Refuser un acte de soins : est-ce possible ?
Les mentalités ont changé en matière de lois et de jurisprudence concernant la responsabilité médicale (surtout depuis la loi Kouchner de 2002 sur les droits du patient). Elle a donc entraîné des changements en matière de refus de soins. Car refuser un acte de soins reste un droit fondamental prévu par le code civil. Sauf qu’en cas d’urgence vitale, le patient ne peut pas s’opposer aux soins et c’est donc au médecin que revient la tâche délicate de justifier son acte.

Refuser un acte de soins : une liberté fondamentale du patient
Le code civil énonce clairement le droit du patient au refus de soins par l’article 16-3 alinéa 2 du code civil : « Il ne peut être porté atteinte à l'intégrité du corps humain qu'en cas de nécessité médicale pour la personne. Le consentement de l'intéressé doit être recueilli préalablement hors le cas où son état rend nécessaire une intervention thérapeutique à laquelle il n'est pas à même de consentir ». De plus, il est important de rappeler que le consentement éclairé du patient aux soins qu’on lui prodigue est l’un des principes les plus essentiels de la déontologie médicale.
Le code de la santé publique précise aussi le droit du patient à refuser les soins et donc, que le médecin se doit de respecter le choix du patient en ayant pris soin de bien l’informer des conséquences et des risque encourus.
Aucun acte médical ni traitement ne peut donc être pratiqué sans le consentement libre et éclairé du patient.
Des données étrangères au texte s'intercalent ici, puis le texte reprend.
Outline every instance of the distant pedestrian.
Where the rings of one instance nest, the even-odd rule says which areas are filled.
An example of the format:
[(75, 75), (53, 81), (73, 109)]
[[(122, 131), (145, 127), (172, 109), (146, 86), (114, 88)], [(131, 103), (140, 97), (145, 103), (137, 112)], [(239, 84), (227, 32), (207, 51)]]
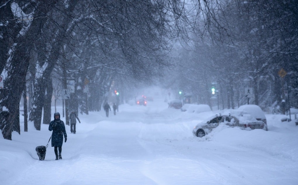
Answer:
[[(54, 147), (54, 151), (56, 155), (56, 160), (62, 159), (61, 152), (62, 151), (62, 144), (63, 143), (63, 135), (65, 142), (67, 139), (67, 135), (65, 131), (64, 122), (60, 119), (60, 114), (58, 112), (54, 113), (54, 120), (51, 121), (49, 126), (49, 130), (53, 131), (52, 133), (52, 147)], [(59, 150), (58, 156), (58, 149)], [(58, 157), (59, 156), (59, 158)]]
[(117, 105), (115, 103), (113, 104), (113, 110), (114, 111), (114, 115), (116, 115), (116, 110), (117, 109)]
[(108, 102), (105, 103), (103, 106), (103, 109), (105, 111), (105, 116), (107, 117), (109, 117), (109, 110), (111, 110), (111, 107), (110, 106), (110, 105), (108, 103)]
[(69, 122), (70, 122), (70, 132), (72, 133), (75, 134), (75, 125), (77, 124), (77, 120), (76, 119), (77, 119), (77, 121), (79, 121), (79, 123), (81, 123), (81, 121), (80, 121), (80, 119), (77, 116), (77, 114), (74, 111), (70, 113), (69, 115)]

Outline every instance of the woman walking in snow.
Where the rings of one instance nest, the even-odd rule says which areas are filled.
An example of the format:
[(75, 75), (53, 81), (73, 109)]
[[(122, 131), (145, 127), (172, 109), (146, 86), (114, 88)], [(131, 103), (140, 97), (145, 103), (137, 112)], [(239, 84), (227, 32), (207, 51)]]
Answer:
[[(66, 142), (67, 140), (67, 136), (66, 135), (64, 122), (60, 119), (60, 114), (59, 113), (55, 112), (54, 113), (54, 120), (51, 121), (49, 126), (49, 130), (53, 131), (52, 133), (52, 147), (54, 147), (56, 160), (62, 159), (61, 152), (62, 151), (62, 144), (63, 143), (63, 135), (64, 135)], [(58, 149), (59, 150), (59, 156)]]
C’est ensuite au médecin d’accepter le refus, mais il doit au préalable avoir tout mis en œuvre pour convaincre le malade de recevoir les soins indispensables, surtout si cela peut mettre sa vie en péril. Deux exceptions légales peuvent s ‘opposer au refus de soins :
- Si le patient ne peut pas manifester sa volonté, ce sont ses proches qui doivent être consultés, sauf impossibilité ou urgence.
- S’il s’agit d’un majeur sous tutelle ou d’un mineur et que le refus de soins risque d’entraîner des « conséquences graves », autrement dit engager un pronostic vital. Du fait de l’autorité parentale, les parents peuvent ainsi s’opposer à l’acte de soin. C’est alors le juge pour enfants qui peut être saisi si la santé du patient en question est compromise et ainsi ordonner l’acte de soin.